Galaxus did nothing wrong. They released a language model to the one community well equipped to handle the limitations of such models. It was advertised as experimental. I think it is far better than releasing a model to the public at large, which in aggregate is less able to understand that hallucinations can occur. They got trashed because (i) it came from meta and (ii) it got targeted by (maybe well-meaning, yet...) short-sighted scientists on Twitter. On the first point, big companies are scrutinised more and tend to be criticised more, it is unlikely that any big company could have released chatgpt without a huge backlash. I'm not sure "move fast and break things" would still work for meta today. OpenAI had a privileged position for thay kind of moonshot. Then there are the well documented Twitter clashes between Yann Lecun and opponents, which I believe made Galactica the perfect target when it was advertised on Twitter by Lecun. It felt a bit ridiculous at the time, like a wave of identity politics reaching science: my enemy did that so I'm going to work hard on trashing it regardless, and I'll double down on my opinions irrespective of new evidence.

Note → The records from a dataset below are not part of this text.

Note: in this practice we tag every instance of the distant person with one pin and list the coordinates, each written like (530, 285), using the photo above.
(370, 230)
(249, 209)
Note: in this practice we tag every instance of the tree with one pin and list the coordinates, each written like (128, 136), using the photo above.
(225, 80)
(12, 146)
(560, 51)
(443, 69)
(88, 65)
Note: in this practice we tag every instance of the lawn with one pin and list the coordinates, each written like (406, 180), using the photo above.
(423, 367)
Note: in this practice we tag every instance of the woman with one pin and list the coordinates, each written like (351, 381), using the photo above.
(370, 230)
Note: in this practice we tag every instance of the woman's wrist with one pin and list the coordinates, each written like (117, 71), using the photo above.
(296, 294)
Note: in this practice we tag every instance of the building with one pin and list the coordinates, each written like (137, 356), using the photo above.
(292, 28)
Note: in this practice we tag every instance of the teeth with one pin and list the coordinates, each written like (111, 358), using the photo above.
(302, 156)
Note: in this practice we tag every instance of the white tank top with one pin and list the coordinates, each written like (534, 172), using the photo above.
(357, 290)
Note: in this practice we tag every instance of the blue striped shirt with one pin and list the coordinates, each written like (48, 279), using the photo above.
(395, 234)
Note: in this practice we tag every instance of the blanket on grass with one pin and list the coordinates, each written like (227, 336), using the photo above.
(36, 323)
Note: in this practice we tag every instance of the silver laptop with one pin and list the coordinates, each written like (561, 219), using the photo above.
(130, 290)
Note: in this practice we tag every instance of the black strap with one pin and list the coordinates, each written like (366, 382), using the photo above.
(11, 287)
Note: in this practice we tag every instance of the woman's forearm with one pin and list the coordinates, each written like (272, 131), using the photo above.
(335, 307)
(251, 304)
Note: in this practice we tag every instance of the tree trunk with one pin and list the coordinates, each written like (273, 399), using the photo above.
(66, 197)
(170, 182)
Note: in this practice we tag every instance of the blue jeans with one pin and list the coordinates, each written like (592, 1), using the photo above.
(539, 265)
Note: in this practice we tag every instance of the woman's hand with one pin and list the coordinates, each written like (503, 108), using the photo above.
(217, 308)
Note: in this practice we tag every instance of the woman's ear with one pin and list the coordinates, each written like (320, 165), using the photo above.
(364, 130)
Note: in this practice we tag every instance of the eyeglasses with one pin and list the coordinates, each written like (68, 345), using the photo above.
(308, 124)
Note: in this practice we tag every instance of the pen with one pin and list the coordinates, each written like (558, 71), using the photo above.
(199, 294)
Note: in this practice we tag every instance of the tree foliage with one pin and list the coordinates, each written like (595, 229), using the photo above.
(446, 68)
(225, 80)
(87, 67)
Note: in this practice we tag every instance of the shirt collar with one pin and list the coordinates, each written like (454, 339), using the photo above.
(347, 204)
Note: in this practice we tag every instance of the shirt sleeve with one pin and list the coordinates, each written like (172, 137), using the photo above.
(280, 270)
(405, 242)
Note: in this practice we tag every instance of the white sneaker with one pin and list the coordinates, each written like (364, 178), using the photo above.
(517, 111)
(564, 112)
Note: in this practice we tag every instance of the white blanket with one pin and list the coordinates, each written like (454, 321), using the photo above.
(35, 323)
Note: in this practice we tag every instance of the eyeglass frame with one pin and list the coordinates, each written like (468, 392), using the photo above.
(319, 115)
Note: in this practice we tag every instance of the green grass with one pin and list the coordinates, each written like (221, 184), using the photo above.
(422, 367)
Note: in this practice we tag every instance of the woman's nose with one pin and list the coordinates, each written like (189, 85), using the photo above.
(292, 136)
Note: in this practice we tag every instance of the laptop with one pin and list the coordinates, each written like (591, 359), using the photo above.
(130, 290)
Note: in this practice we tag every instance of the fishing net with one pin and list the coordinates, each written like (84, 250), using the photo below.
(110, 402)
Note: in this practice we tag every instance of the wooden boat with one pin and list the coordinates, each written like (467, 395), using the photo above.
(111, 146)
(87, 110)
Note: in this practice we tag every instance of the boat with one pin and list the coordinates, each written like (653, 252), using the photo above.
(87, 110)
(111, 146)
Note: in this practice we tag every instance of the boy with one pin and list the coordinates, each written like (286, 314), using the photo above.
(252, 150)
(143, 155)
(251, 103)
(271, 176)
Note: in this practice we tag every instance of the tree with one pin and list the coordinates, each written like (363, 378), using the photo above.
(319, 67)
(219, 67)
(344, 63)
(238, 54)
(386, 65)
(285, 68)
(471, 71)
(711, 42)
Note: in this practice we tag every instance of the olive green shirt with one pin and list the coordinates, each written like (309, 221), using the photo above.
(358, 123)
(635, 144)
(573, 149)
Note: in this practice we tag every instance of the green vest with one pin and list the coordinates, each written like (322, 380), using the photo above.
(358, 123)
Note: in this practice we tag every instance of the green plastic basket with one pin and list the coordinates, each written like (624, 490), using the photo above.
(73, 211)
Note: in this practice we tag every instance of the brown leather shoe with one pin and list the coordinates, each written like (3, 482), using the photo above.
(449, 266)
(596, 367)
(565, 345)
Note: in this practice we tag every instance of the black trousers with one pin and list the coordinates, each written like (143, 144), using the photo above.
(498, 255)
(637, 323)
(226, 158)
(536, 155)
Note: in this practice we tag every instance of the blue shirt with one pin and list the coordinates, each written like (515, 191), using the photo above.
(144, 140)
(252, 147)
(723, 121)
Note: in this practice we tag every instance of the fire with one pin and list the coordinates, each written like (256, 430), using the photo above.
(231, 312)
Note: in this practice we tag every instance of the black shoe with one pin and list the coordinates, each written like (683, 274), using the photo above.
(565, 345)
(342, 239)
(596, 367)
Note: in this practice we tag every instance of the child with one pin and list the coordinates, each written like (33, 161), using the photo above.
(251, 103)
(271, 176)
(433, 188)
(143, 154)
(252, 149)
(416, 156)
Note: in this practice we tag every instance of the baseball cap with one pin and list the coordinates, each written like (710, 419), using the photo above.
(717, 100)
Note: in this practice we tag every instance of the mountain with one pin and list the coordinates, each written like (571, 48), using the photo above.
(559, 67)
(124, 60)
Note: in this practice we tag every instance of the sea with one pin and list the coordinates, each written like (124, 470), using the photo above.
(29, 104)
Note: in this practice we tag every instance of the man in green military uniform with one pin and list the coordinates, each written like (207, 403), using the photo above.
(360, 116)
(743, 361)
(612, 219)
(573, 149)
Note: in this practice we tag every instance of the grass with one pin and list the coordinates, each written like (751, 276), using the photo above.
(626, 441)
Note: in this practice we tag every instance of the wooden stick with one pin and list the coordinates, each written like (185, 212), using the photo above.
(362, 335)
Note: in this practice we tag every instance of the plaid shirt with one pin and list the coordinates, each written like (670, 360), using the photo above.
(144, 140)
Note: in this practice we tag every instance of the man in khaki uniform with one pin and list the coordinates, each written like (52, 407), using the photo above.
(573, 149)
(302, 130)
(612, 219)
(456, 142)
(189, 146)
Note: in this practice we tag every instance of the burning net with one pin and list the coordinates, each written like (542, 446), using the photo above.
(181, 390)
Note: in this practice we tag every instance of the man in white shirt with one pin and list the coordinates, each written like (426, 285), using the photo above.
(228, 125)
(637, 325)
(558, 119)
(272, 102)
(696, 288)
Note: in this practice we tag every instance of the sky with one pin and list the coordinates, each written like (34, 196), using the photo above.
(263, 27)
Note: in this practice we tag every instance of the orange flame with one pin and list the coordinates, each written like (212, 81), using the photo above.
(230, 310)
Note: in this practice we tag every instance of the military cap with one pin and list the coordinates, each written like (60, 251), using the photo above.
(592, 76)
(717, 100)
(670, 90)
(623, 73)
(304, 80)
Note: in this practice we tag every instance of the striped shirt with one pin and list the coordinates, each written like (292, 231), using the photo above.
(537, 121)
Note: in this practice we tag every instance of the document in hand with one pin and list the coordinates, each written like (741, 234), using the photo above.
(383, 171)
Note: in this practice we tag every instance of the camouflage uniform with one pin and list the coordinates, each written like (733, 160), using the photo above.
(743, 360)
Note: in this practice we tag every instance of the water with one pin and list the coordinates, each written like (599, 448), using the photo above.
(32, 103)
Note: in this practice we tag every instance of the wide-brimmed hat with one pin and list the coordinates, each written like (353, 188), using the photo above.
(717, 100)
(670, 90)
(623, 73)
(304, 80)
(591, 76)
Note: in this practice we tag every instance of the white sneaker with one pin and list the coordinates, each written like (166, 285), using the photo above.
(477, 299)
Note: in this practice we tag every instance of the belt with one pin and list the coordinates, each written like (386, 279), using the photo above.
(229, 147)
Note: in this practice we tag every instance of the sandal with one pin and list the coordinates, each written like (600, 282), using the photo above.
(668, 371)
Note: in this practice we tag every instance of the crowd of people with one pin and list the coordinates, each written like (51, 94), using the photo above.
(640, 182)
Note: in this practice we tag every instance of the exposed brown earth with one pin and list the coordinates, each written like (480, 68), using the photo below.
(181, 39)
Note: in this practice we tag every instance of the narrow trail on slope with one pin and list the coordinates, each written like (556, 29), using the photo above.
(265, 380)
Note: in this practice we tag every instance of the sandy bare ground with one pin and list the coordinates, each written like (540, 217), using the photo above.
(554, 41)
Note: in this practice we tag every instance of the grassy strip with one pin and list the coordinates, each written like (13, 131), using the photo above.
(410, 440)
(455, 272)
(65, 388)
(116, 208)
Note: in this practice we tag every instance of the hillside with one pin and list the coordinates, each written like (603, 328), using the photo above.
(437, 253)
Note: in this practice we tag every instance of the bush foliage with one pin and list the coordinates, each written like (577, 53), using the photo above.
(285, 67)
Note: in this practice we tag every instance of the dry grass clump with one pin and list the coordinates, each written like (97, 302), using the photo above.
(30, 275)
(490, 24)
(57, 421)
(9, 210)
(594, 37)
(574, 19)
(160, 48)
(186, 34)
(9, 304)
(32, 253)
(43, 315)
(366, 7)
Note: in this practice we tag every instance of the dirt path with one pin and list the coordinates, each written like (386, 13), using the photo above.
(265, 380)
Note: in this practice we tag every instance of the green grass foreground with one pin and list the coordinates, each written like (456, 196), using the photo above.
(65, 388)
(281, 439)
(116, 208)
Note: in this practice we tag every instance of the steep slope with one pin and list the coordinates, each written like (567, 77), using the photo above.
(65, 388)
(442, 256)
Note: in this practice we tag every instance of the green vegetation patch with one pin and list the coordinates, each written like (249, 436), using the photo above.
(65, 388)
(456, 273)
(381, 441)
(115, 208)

> They released a language model to the one community well equipped to handle the limitations of such models. It was advertised as experimental. [...] Then there are the well documented Twitter clashes between Yann Lecun and opponents, which I believe made Galactica the perfect target when it was advertised on Twitter by Lecun.
This is how it was advertised on Twitter by Lecun: "Type a text and http://galactica.ai will generate a paper with relevant references, formulas, and everything."
If he wanted to advertise it as experimental and make clear its limitations he could have written something like "Type a text and http://galactica.ai will generate something that looks like a paper with made up references, incorrect formulas, and anything."
Disagree. They claimed it did useful stuff; many people (including ex-scientists like me who are not short-sighted) saw the examples and how easily it was made to produce inaccurate information. In science, truthiness matters a lot and saying you have a LLM that can summarize scientific articles, users can reasonably expect that the LLM produces accurate information at a much higher rate.